The tasting was held in the winery with Christophe and his assistant vigneronne Elizabeth Bourcier holding centre stage with a cast of 12 wines;

God Only Knows Grenache 2012, Cailloux Vineyard Syrah 2013, Bionic Frog 2010, 2006 Armada Vineyard Syrah, 1999 Cailloux Vineyard Syrah, 2003 The Widowmaker (100% Cabernet Sauvignon), 2008 Impulsivo (100% Tempranillo), No Girls 2009 Syrah, Horsepower Vineyards 2013 Sur Echalas Vineyard Grenache, Horsepower Vineyards 2013 Sur Echalas Vineyard Syrah, Horsepower Vineyards 2011 The Tribe Vineyard Syrah and Hors Categorie Vineyard Syrah 2014.

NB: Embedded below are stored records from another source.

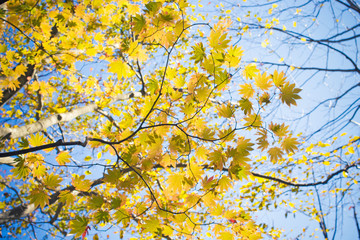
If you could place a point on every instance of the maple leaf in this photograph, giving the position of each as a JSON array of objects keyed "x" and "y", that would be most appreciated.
[
  {"x": 289, "y": 94},
  {"x": 63, "y": 157},
  {"x": 120, "y": 68},
  {"x": 278, "y": 78},
  {"x": 39, "y": 197},
  {"x": 217, "y": 40},
  {"x": 225, "y": 111},
  {"x": 262, "y": 81},
  {"x": 78, "y": 226},
  {"x": 250, "y": 71},
  {"x": 275, "y": 153},
  {"x": 52, "y": 181},
  {"x": 289, "y": 144},
  {"x": 37, "y": 140},
  {"x": 198, "y": 52},
  {"x": 262, "y": 139},
  {"x": 139, "y": 23},
  {"x": 80, "y": 183},
  {"x": 151, "y": 225},
  {"x": 246, "y": 90},
  {"x": 174, "y": 182},
  {"x": 279, "y": 130},
  {"x": 264, "y": 98},
  {"x": 246, "y": 105},
  {"x": 234, "y": 55},
  {"x": 102, "y": 216}
]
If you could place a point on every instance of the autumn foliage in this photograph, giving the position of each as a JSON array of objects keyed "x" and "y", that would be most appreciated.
[{"x": 134, "y": 117}]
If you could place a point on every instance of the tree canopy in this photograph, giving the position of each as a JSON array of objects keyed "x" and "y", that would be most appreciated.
[{"x": 164, "y": 120}]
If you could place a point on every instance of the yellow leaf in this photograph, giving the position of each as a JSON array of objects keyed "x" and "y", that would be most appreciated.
[
  {"x": 80, "y": 183},
  {"x": 262, "y": 81},
  {"x": 250, "y": 71},
  {"x": 351, "y": 150},
  {"x": 289, "y": 94},
  {"x": 63, "y": 158},
  {"x": 278, "y": 78},
  {"x": 225, "y": 111},
  {"x": 39, "y": 197},
  {"x": 246, "y": 90},
  {"x": 327, "y": 163},
  {"x": 289, "y": 144},
  {"x": 226, "y": 236},
  {"x": 37, "y": 140},
  {"x": 174, "y": 182},
  {"x": 275, "y": 153},
  {"x": 121, "y": 69}
]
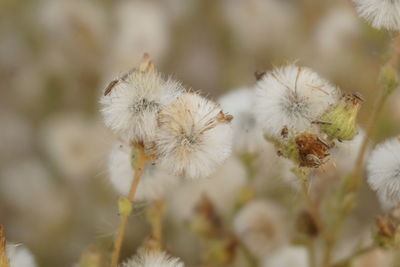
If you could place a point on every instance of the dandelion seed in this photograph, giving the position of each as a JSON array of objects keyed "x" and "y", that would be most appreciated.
[
  {"x": 246, "y": 132},
  {"x": 382, "y": 14},
  {"x": 155, "y": 181},
  {"x": 152, "y": 259},
  {"x": 292, "y": 96},
  {"x": 194, "y": 136},
  {"x": 130, "y": 108},
  {"x": 383, "y": 168}
]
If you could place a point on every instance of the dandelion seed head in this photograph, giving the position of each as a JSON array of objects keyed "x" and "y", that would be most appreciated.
[
  {"x": 292, "y": 96},
  {"x": 260, "y": 227},
  {"x": 381, "y": 14},
  {"x": 152, "y": 259},
  {"x": 194, "y": 136},
  {"x": 383, "y": 168},
  {"x": 247, "y": 134},
  {"x": 131, "y": 107},
  {"x": 154, "y": 184}
]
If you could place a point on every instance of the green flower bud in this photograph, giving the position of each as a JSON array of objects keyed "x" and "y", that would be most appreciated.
[{"x": 340, "y": 120}]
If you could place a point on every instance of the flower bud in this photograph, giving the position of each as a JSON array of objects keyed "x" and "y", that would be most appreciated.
[{"x": 341, "y": 118}]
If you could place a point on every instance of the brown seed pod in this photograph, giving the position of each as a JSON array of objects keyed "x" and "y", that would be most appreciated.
[{"x": 312, "y": 150}]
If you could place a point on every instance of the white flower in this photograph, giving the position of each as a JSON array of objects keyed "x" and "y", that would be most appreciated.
[
  {"x": 292, "y": 96},
  {"x": 247, "y": 134},
  {"x": 154, "y": 183},
  {"x": 260, "y": 226},
  {"x": 288, "y": 257},
  {"x": 382, "y": 14},
  {"x": 152, "y": 259},
  {"x": 383, "y": 168},
  {"x": 19, "y": 256},
  {"x": 194, "y": 136},
  {"x": 130, "y": 108},
  {"x": 221, "y": 188}
]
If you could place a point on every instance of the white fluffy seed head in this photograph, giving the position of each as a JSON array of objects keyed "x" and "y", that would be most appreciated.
[
  {"x": 259, "y": 225},
  {"x": 131, "y": 108},
  {"x": 288, "y": 257},
  {"x": 292, "y": 96},
  {"x": 152, "y": 259},
  {"x": 381, "y": 14},
  {"x": 19, "y": 256},
  {"x": 247, "y": 134},
  {"x": 155, "y": 181},
  {"x": 383, "y": 168},
  {"x": 194, "y": 136}
]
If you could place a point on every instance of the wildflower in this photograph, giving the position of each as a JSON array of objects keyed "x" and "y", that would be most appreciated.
[
  {"x": 154, "y": 184},
  {"x": 341, "y": 118},
  {"x": 260, "y": 227},
  {"x": 246, "y": 133},
  {"x": 382, "y": 14},
  {"x": 152, "y": 259},
  {"x": 287, "y": 257},
  {"x": 194, "y": 136},
  {"x": 130, "y": 104},
  {"x": 20, "y": 256},
  {"x": 293, "y": 97},
  {"x": 383, "y": 168}
]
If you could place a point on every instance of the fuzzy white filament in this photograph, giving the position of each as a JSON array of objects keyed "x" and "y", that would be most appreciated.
[
  {"x": 382, "y": 14},
  {"x": 292, "y": 96},
  {"x": 130, "y": 109},
  {"x": 383, "y": 168},
  {"x": 246, "y": 131},
  {"x": 194, "y": 136},
  {"x": 154, "y": 183},
  {"x": 152, "y": 259}
]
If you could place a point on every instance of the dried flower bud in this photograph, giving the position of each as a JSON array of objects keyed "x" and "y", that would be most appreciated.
[{"x": 341, "y": 118}]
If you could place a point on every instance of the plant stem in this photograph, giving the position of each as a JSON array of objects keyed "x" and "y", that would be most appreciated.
[{"x": 142, "y": 159}]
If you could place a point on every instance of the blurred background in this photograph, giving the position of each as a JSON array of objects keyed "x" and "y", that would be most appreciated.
[{"x": 57, "y": 56}]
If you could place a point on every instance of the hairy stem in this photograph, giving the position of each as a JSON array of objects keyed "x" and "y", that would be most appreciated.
[{"x": 142, "y": 159}]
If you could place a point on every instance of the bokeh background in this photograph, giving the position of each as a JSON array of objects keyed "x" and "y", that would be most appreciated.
[{"x": 57, "y": 56}]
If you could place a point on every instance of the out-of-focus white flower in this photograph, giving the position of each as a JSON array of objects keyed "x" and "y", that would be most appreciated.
[
  {"x": 194, "y": 136},
  {"x": 258, "y": 23},
  {"x": 339, "y": 26},
  {"x": 292, "y": 96},
  {"x": 75, "y": 144},
  {"x": 382, "y": 14},
  {"x": 288, "y": 257},
  {"x": 28, "y": 188},
  {"x": 140, "y": 27},
  {"x": 152, "y": 259},
  {"x": 221, "y": 188},
  {"x": 383, "y": 168},
  {"x": 345, "y": 153},
  {"x": 131, "y": 108},
  {"x": 260, "y": 226},
  {"x": 19, "y": 256},
  {"x": 154, "y": 183},
  {"x": 247, "y": 135}
]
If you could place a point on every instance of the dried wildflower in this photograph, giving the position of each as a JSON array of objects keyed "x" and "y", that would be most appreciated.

To compliment biodynamic farming and hand harvesting, in the winery Christophe and Elizabeth favour “native yeast primary fermentation and native MLB, concrete fermentation, punchdowns and pumpovers, cuvaison of 2-3 weeks, partial whole cluster, ageing in French demi-muid and foudre” for the majority of the wines. The exceptions were the 2008 Impulsivo and the 2003 The Widowmaker which were destemmed.

When it came to the wines, as with most visits the opinions of the group were healthily varied. I liked them … my notes included “similar wine style over the varieties - good intensity of juicy red and black fruits, liquorice overtones, friendly tannins, balanced oak, wines aged well - hellishly moreish … a bottle would disappear very quickly”. That said, these biodynamic beauties come at a price, ranging from $75 (No Girls 2009 Syrah) through $120 (Horsepower Vineyards 2013 Sur Echalas Vineyard Grenache) to the 2014 Hors Categorie Vineyard Syrah which sports a $250 price tag.  

Christophe Baron and Cayuse were one of my highlights of the trip; his enthusiasm in both vineyard and winery was infectious and ensured that we didn’t leave with a fuzzy memory of the wines or without an understanding, sense or feeling of the estate … just the opposite, when I close my eyes I can still ‘taste’ the wines and I’m back amongst the cobblestones and horses.